The third major development is the nascent traction being gained by the long-mooted Australian retail bond market. Given that Australia has close to $600 billion in self-managed super funds (SMSFs) - an amount of which financial research firm CoreData believes just 4.9 per cent is held in fixed-interest - this development is "long overdue," says Steve James, head of Advised Distribution Investor Sales, Institutional Banking and Markets, Commonwealth Bank.
"We've seen a bit of a revolution in the fixed-income market in that it's been opened up a bit, as a lot of work has been done to break down the parcel sizes of wholesale bonds to suit retail investment - particularly SMSF investment - and there has been quite a bit of listing of fixed-income exchange-trade funds (ETFs) and exchange-traded bonds (XTB) products on the Australian Securities Exchange (ASX)," James says. "We're just seeing the start of people having the opportunity to consider whether they want to be a shareholder in a company or lend money to it." By international standards, Australia is behind other jurisdictions on this kind of investment, James says. "Australian investors don't generally buy bonds, but in most other developed countries, investors do. It is another element of diversification, investing on the other side of the balance sheet. Here, retail investors tend to see term deposits as their main interest-bearing investment: in New Zealand for example, many investors buy bonds instead of term deposits." Admittedly, James says, Australia has regulation in place including the Corporations Law requirements and sophisticated-investor hurdles for retail investors contemplating the fixed-income markets, but he says the landscape is changing, as products such as single bond ETFs emerge and structuring technology is applied to fixed-income product development.
Sophisticated investors who are looking further afield as term deposit rates have fallen with the cash rate - but who lack the funds to enter the wholesale bond market - can now access 53 XTB issues listed on the ASX, made up of 21 Australian government fixed-rate bonds, seven Australian government inflation-linked bonds, 22 floating-rate corporate bonds and three fixed-rate corporate bonds, totalling $446 million in capitalisation. In fixed-income ETFs, there are 10 bond ETFs and one cash ETF, with a total capitalisation of $1.8 billion.
"It is only very early days with the retail bond market, but I think we're going to see enormous growth," James says.
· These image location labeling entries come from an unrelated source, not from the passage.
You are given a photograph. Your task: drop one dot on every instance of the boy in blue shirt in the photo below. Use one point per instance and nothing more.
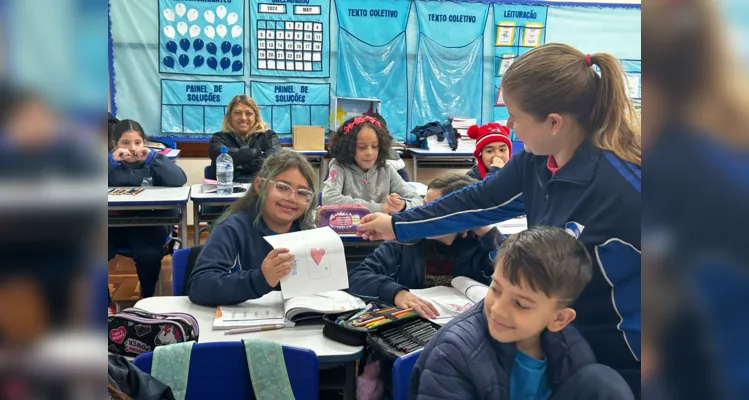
(517, 343)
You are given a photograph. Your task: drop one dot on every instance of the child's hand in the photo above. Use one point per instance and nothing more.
(395, 203)
(498, 162)
(387, 209)
(276, 265)
(405, 299)
(121, 154)
(142, 154)
(482, 230)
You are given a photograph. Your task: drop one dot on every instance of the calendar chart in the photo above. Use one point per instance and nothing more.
(290, 38)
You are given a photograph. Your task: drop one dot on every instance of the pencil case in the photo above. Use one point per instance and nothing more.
(342, 218)
(134, 331)
(398, 340)
(343, 329)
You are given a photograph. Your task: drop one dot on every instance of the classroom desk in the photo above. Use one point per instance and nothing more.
(306, 336)
(208, 199)
(440, 159)
(317, 159)
(153, 198)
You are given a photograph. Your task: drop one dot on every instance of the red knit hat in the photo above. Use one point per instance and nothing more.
(485, 134)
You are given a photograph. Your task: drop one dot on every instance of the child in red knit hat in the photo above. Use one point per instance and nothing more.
(493, 148)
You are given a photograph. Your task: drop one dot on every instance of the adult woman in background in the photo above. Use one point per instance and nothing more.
(246, 136)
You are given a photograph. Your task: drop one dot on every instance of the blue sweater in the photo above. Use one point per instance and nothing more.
(463, 361)
(596, 196)
(228, 268)
(396, 266)
(157, 166)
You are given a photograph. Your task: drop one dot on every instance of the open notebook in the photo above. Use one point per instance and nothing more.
(451, 301)
(273, 309)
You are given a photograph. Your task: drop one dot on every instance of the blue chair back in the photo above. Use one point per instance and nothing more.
(402, 374)
(517, 146)
(179, 269)
(218, 370)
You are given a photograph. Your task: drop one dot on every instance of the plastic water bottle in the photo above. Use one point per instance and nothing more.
(224, 173)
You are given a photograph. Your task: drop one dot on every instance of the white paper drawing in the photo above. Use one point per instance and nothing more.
(320, 263)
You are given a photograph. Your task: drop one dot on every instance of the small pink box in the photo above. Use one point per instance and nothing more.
(342, 218)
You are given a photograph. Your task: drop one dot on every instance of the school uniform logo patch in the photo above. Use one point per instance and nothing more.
(574, 228)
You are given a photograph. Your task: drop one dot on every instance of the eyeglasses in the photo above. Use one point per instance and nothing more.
(300, 195)
(238, 113)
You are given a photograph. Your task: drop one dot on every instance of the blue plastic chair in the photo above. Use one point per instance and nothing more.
(402, 374)
(179, 269)
(218, 370)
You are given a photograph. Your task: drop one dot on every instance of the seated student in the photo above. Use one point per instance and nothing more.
(493, 148)
(394, 158)
(130, 162)
(393, 268)
(517, 343)
(359, 172)
(236, 264)
(246, 136)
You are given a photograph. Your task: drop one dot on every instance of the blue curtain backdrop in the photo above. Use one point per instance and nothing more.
(135, 62)
(517, 29)
(449, 68)
(373, 61)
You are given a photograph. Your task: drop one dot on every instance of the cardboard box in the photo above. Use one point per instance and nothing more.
(306, 137)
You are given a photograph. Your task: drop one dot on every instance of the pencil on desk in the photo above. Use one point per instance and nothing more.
(402, 312)
(255, 329)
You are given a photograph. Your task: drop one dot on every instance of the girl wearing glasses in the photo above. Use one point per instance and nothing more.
(247, 137)
(236, 263)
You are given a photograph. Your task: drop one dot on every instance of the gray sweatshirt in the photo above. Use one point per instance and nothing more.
(348, 184)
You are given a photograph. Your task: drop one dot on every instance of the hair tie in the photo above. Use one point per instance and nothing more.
(360, 120)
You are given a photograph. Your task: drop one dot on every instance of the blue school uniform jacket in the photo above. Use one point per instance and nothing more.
(396, 266)
(157, 166)
(595, 196)
(228, 268)
(463, 361)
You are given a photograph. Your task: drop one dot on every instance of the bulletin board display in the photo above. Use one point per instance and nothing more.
(201, 38)
(290, 39)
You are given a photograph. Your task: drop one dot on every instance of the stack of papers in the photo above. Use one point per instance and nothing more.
(271, 309)
(461, 124)
(451, 301)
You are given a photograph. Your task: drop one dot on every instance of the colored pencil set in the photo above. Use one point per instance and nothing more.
(125, 191)
(409, 337)
(372, 317)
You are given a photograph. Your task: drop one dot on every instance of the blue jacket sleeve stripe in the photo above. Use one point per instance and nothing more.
(632, 175)
(460, 220)
(112, 161)
(620, 264)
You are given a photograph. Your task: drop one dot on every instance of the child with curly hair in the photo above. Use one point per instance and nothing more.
(359, 172)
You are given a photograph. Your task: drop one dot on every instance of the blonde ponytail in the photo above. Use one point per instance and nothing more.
(557, 78)
(613, 115)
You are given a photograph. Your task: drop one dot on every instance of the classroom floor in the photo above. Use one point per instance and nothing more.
(125, 290)
(123, 281)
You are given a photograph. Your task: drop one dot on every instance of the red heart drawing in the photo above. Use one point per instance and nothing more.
(317, 255)
(117, 335)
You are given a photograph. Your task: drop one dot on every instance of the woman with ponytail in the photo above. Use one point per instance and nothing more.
(579, 170)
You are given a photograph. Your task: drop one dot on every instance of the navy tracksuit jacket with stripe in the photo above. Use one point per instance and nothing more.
(595, 196)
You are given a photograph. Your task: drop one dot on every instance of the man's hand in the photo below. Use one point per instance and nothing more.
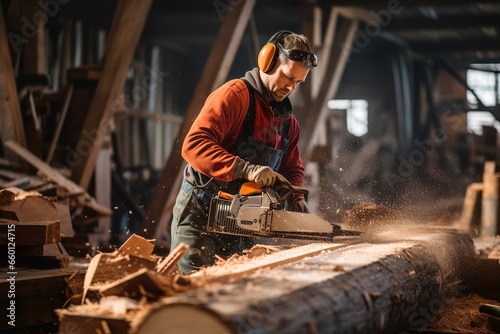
(300, 205)
(264, 176)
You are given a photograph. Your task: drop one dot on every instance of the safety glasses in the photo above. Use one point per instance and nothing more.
(299, 55)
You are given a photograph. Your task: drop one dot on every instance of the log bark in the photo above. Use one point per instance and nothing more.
(391, 281)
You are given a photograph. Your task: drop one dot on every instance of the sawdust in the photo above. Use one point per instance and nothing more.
(255, 251)
(462, 315)
(371, 216)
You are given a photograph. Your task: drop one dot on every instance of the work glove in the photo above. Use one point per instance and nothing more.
(299, 204)
(264, 176)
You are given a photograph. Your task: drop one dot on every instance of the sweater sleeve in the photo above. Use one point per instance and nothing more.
(215, 129)
(291, 164)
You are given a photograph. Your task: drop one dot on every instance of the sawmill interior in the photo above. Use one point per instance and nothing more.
(399, 135)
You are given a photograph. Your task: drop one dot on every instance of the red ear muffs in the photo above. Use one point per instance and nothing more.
(269, 53)
(267, 57)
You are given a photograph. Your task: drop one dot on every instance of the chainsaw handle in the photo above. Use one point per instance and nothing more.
(284, 183)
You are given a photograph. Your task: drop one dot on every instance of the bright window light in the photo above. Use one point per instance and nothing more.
(356, 114)
(483, 79)
(476, 120)
(483, 83)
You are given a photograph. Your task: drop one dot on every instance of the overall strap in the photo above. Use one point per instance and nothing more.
(248, 122)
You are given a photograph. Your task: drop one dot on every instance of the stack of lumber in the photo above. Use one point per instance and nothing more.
(376, 284)
(38, 279)
(32, 225)
(34, 175)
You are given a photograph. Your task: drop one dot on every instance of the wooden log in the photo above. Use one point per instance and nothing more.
(137, 246)
(37, 294)
(30, 207)
(380, 286)
(29, 233)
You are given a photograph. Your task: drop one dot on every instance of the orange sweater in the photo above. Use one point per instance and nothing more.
(218, 125)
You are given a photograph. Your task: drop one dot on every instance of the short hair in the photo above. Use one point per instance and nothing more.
(295, 41)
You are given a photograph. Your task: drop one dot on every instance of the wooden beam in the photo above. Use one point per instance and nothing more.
(11, 126)
(215, 72)
(333, 68)
(125, 32)
(372, 287)
(420, 3)
(30, 233)
(398, 24)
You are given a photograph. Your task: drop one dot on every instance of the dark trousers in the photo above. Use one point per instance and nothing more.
(190, 215)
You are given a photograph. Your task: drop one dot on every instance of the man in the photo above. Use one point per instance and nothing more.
(244, 132)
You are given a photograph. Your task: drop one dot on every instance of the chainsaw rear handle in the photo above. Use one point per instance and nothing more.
(283, 183)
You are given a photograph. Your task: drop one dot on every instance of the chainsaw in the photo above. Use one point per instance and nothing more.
(266, 212)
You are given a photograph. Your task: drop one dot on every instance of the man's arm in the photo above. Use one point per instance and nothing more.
(217, 125)
(291, 165)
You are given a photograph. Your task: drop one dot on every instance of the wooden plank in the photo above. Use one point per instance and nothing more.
(71, 187)
(126, 29)
(363, 288)
(53, 175)
(71, 323)
(468, 208)
(29, 233)
(11, 126)
(32, 207)
(169, 264)
(489, 207)
(38, 294)
(60, 122)
(137, 246)
(143, 283)
(214, 73)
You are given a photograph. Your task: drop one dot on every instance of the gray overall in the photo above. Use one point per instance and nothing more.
(190, 212)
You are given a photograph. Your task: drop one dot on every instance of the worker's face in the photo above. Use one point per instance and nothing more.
(284, 79)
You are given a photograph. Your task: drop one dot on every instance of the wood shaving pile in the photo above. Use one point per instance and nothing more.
(462, 315)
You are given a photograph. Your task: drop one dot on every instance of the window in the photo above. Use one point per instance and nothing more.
(356, 115)
(484, 80)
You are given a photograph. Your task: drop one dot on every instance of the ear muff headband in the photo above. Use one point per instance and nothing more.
(268, 55)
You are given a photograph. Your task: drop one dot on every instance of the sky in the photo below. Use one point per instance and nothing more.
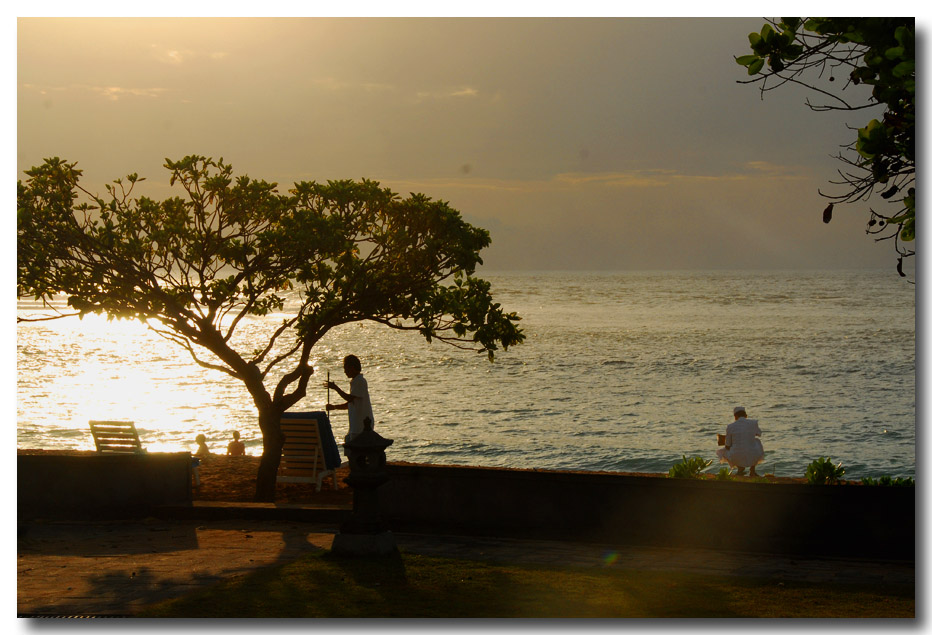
(579, 143)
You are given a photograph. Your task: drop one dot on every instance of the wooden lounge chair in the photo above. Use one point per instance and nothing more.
(308, 453)
(116, 437)
(121, 437)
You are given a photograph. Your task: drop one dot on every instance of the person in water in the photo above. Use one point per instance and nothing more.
(236, 447)
(202, 450)
(357, 405)
(743, 448)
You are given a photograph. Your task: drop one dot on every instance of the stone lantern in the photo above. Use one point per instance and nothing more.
(364, 533)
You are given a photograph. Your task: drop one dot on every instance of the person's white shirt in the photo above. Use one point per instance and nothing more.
(359, 408)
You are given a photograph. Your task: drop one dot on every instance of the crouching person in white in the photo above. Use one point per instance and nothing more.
(743, 448)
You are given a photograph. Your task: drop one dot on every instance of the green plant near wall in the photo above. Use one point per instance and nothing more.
(724, 474)
(887, 481)
(823, 472)
(689, 468)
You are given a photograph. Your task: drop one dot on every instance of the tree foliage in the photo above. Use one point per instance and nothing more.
(877, 52)
(193, 267)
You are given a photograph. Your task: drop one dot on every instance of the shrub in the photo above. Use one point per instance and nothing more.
(689, 468)
(823, 472)
(886, 481)
(724, 474)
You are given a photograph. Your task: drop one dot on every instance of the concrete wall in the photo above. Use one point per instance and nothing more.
(63, 486)
(841, 520)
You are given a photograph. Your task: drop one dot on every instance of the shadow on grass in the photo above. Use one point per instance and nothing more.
(408, 585)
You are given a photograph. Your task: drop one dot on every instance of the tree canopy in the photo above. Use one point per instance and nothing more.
(877, 52)
(192, 267)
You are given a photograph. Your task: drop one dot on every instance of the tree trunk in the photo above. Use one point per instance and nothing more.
(272, 442)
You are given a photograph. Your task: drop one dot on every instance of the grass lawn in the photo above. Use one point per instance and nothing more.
(323, 585)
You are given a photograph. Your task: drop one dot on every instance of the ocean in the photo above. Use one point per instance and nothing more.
(621, 371)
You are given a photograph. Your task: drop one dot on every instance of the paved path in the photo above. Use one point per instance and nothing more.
(115, 568)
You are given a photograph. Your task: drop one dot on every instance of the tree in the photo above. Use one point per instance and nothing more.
(878, 52)
(192, 267)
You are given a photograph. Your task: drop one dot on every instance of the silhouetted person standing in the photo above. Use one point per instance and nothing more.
(358, 405)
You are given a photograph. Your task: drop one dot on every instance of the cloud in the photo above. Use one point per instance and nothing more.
(115, 93)
(176, 57)
(448, 93)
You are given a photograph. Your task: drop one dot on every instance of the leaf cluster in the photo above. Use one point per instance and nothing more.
(876, 52)
(689, 468)
(823, 472)
(194, 265)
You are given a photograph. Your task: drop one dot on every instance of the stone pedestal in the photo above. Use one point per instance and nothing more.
(364, 534)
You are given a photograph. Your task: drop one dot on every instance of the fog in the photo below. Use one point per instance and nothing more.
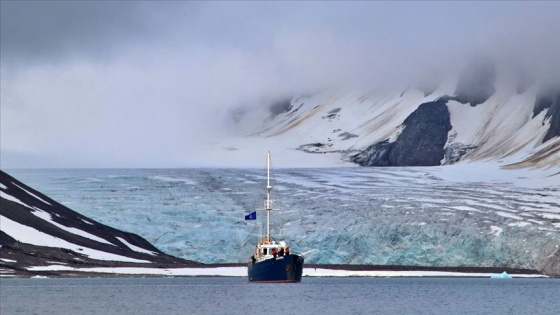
(150, 84)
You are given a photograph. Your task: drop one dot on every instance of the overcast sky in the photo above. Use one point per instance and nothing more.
(144, 84)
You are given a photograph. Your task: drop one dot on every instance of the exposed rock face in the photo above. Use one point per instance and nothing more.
(476, 85)
(421, 142)
(551, 103)
(280, 107)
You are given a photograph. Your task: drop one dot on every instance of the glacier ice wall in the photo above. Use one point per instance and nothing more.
(394, 216)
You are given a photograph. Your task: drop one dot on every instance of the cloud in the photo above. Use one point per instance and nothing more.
(130, 83)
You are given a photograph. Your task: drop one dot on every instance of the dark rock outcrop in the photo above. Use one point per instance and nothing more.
(421, 142)
(549, 101)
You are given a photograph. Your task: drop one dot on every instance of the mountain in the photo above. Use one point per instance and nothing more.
(38, 231)
(484, 114)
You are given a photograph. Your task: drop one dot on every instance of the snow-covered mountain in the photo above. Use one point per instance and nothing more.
(38, 231)
(485, 114)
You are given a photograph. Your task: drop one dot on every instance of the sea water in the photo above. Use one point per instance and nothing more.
(234, 295)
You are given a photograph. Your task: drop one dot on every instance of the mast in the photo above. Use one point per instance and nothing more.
(268, 205)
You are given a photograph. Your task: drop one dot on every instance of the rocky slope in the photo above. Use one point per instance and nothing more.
(485, 114)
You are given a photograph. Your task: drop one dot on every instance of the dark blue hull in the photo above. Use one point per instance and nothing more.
(281, 269)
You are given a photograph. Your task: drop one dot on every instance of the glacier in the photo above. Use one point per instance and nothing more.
(460, 215)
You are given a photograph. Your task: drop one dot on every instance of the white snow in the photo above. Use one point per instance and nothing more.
(242, 272)
(32, 194)
(26, 234)
(136, 248)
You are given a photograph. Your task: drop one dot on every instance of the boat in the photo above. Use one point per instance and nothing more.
(272, 260)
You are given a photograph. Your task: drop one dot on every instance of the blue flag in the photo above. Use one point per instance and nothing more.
(251, 216)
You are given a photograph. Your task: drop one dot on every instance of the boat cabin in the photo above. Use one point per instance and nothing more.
(270, 249)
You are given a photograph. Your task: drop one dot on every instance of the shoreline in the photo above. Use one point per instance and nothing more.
(239, 270)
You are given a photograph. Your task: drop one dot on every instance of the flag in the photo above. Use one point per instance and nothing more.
(251, 216)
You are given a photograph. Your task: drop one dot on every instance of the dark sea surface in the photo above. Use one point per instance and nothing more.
(217, 295)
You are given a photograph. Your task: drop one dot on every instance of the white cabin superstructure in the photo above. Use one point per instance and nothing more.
(271, 260)
(267, 248)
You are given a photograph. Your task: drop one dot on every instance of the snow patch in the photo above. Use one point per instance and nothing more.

"We've got an ageing population coming through, we are very likely to see people say 'well let's reduce the equity volatility component of our portfolio and perhaps worry more about the protection of our capital.' From that we think defensive assets will expand their place in the portfolio, and fixed-income assets will play an increasingly important role."It is up to us in the industry to apply the marketing horsepower and investor education as work with work with the relevant regulators to make fixed income investing more accessible."